Lei è ormai alla seconda legislatura, come è cambiato durante gli anni il Parlamento Europeo?
Trovo che rispetto a dieci anni fa il Parlamento sia cambiato sotto diversi punti di vista. Il più importante è quello istituzionale. Con l’entrata in vigore del Trattato di Lisbona, nel 2009 i poteri del Parlamento sono stati notevolmente aumentati rendendolo a tutti gli effetti un attore centrale nel processo decisionale europeo. La nuova procedura di co-decisione, tramite cui viene adottata la maggioranza degli atti normativi dell’Unione, conferisce al PE un ruolo, almeno sulla carta, di parità rispetto al Consiglio.
Su quali dossier si sta impegnando attualmente?

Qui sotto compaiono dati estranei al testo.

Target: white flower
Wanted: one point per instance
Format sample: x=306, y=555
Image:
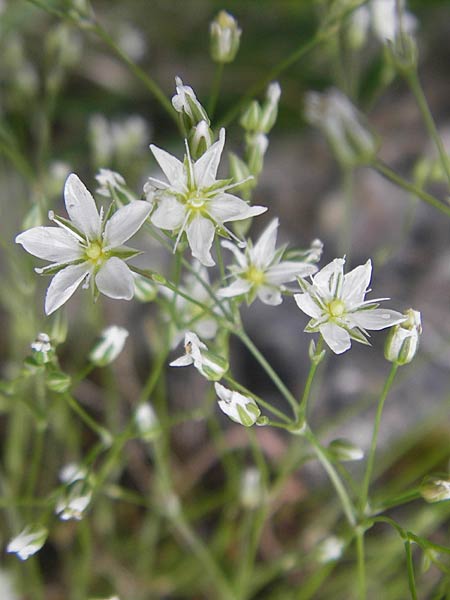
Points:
x=260, y=270
x=110, y=345
x=87, y=248
x=241, y=409
x=28, y=541
x=207, y=363
x=194, y=201
x=336, y=304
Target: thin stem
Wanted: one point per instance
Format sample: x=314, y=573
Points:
x=410, y=187
x=373, y=445
x=268, y=369
x=360, y=553
x=347, y=504
x=303, y=405
x=410, y=568
x=416, y=88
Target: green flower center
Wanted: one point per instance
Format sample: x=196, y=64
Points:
x=255, y=276
x=336, y=308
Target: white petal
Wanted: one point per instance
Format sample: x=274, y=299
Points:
x=238, y=287
x=270, y=295
x=173, y=168
x=336, y=337
x=307, y=305
x=288, y=271
x=263, y=252
x=115, y=280
x=63, y=285
x=50, y=243
x=205, y=169
x=81, y=207
x=125, y=222
x=356, y=283
x=376, y=319
x=200, y=233
x=169, y=213
x=226, y=207
x=183, y=361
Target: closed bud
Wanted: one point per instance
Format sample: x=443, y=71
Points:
x=435, y=488
x=403, y=339
x=343, y=450
x=109, y=346
x=200, y=139
x=224, y=38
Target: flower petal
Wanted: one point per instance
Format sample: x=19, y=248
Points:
x=200, y=234
x=307, y=305
x=356, y=283
x=263, y=252
x=238, y=287
x=288, y=271
x=125, y=222
x=205, y=168
x=226, y=207
x=169, y=213
x=50, y=243
x=172, y=168
x=81, y=207
x=63, y=285
x=115, y=280
x=337, y=338
x=376, y=319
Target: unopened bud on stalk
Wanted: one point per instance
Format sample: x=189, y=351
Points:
x=435, y=488
x=403, y=339
x=225, y=37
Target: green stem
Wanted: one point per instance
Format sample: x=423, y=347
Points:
x=410, y=187
x=373, y=445
x=416, y=88
x=303, y=405
x=410, y=568
x=360, y=553
x=347, y=504
x=268, y=369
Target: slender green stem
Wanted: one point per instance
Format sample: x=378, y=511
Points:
x=215, y=89
x=416, y=88
x=302, y=411
x=373, y=445
x=410, y=187
x=347, y=504
x=267, y=367
x=410, y=568
x=360, y=553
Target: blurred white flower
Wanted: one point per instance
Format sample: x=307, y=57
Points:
x=86, y=248
x=336, y=304
x=241, y=409
x=193, y=201
x=260, y=270
x=208, y=364
x=28, y=541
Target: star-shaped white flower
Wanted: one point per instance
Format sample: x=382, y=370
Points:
x=336, y=304
x=260, y=270
x=194, y=201
x=86, y=248
x=207, y=363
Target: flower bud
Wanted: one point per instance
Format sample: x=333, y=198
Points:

Nella Commissione per gli affari costituzionali – dove ricopro anche il ruolo di coordinatrice del gruppo dei Socialisti e Democratici (SD) – sto lavorando come relatrice al Rapporto sulle possibilità offerte dal Trattato di Lisbona con l’obiettivo di permettere di sfruttarne tutte le potenzialità. Nella Commissione per lo sviluppo regionale) abbiamo analizzato il Sesto Report della Commissione europea sulla coesione economica, sociale e territoriale, con una relazione di cui sono responsabile per il gruppo SD. La questione delle riforme istituzionali dell’Unione è di grandissima attualità, mentre la Politica di coesione e quella regionale rappresentano i fiori all’occhiello dell’attività dell’Ue, con investimenti per 350 miliardi di euro in crescita e occupazione, soprattutto nelle aree più disagiate. In seno alla Commissione per gli affari costituzionali, inoltre, ci stiamo occupando del dossier riguardante la questione della legge elettorale europea e, soprattutto, del progetto di better regulation avviato dalla Commissione europea poco prima dell’estate.
In che modo si sta adoperando affinché le proposte cui state lavorando possano avere un impatto positivo sull’industria italiana?
Le riforme istituzionali potranno avere un impatto positivo sull’industria italiana nella misura in cui permetteranno all’Ue di affrontare meglio le crisi economiche, le grandi sfide geostrategiche e di completare il mercato unico, oltre a rendere più credibile politicamente ed economicamente l’Europa nel contesto della competizione globale.
La Politica di coesione riguarda da vicino l’Italia, dato che il nostro Paese, nel corso del periodo 2014-2020, riceverà oltre 43 miliardi di euro da investire in crescita e occupazione. A ciò si aggiungano, poi, gli ulteriori fondi che saranno messi a disposizione dal Fondo Europeo per gli Investimenti Strategici (EFSI), dotato di 315 miliardi. Come gruppo SD, ci stiamo sforzando di trovare soluzioni concrete per creare un ambiente economico più favorevole all’imprenditorialità, a cominciare dalla semplificazione del contesto normativo e stiamo lavorando per rendere il sistema di formazione dei lavoratori più vicino alle necessità delle imprese e alle richieste del mercato. Un sistema, in definitiva, meno generalista e più aderente alla realtà.
Che cosa deve fare l’Europa per essere più vicina ai cittadini e alle imprese?
È fondamentale che l’Europa si muova verso una dimensione più politica. Questo è l’unico modo per coinvolgere davvero i cittadini nelle decisioni dell’Unione e valutare il lavoro dei loro rappresentanti europei. Ritengo, inoltre, che sarebbe un enorme passo avanti se l’Eurozona fosse dotata di un modello di governance economica più efficace e democratico in cui gli Stati concedano più competenze all’Unione ed in cui il Parlamento europeo eserciti, un controllo diretto sull’operato delle istituzioni. In questo modo, in ambito economico, l’Unione potrebbe agire in maniera più efficace ed efficiente. Questa forma di “unione politica”, almeno in ambito economico, è l’unica soluzione che possa garantire all’economia e alle imprese europee di rimanere competitive e credibili nel gioco della competizione internazionale. Non è, infatti, pensabile che i singoli Stati membri possano confrontarsi con giganti, quali Stati Uniti, Cina, da soli.